News that China's government hopes to combat myopia in children by limiting both the amount of time spent playing games and the number of games being released have taken a toll on Tencent's market value.
Reuters reports the holdings firm saw its value plummet by $20 billion after the Ministry of Education made its recommendations, sparked by fears that heightened regulations on online titles will damage Tencent's games business.
Shares of Tencent fell by 5.4 per cent in the wake of the Ministry's notice, down by 4.9 per cent when trading closed. Several other Chinese video game companies were also affected.
As a result, Tencent has slipped behind arch rival Alibaba Group and is now the second biggest company in Asia, based on market capitalisation.
Tencent has already demonstrated its concern for the health of children playing its games, last year introducing time limits for the hugely popular Honor of Kings. It later confidently claimed this would not hurt game revenues.
It's yet another challenge for the internet services provider, which has reportedly lost more than $160 billion in its market value since January. The ongoing restructure for the State Administration of Radio and Television, which handles game approvals before they are allowed to be distributed in China, has also hindered the firm's business, as no new approvals have been given since April 2018.

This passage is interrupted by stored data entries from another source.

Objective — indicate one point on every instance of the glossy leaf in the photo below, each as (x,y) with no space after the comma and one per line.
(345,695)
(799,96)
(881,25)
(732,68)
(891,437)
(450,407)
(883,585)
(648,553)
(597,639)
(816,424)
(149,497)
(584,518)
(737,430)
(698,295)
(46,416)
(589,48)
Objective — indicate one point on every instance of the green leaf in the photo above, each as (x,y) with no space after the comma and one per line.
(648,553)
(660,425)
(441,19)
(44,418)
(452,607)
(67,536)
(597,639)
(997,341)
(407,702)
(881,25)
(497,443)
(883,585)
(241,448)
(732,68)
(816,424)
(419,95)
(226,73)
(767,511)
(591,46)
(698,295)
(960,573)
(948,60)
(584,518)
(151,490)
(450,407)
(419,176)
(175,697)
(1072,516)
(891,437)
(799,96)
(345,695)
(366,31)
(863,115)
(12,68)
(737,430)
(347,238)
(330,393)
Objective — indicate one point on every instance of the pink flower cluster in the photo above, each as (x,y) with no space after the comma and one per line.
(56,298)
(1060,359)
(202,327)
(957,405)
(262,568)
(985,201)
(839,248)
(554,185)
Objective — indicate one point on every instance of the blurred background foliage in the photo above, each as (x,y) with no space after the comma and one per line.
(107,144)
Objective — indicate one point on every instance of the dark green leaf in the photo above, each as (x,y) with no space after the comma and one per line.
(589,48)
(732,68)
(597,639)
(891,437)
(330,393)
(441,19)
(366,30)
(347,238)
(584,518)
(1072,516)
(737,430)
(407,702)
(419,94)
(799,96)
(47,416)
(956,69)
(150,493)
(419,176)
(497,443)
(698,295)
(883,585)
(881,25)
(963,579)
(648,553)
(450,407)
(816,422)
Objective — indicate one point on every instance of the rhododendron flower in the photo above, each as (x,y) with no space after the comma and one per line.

In Tencent's most recent financials, the company blamed this lack of new launches for the first quarterly decline in profits in over 12 years. However, profits for the first six months of the year are still up 25 per cent.
Approvals are expected to resume once the SART restructure is complete - estimated by Niko Partners as the end of September - but it's not clear what impact the new regulations the Ministry has recommended will have on the games industry or firms like Tencent.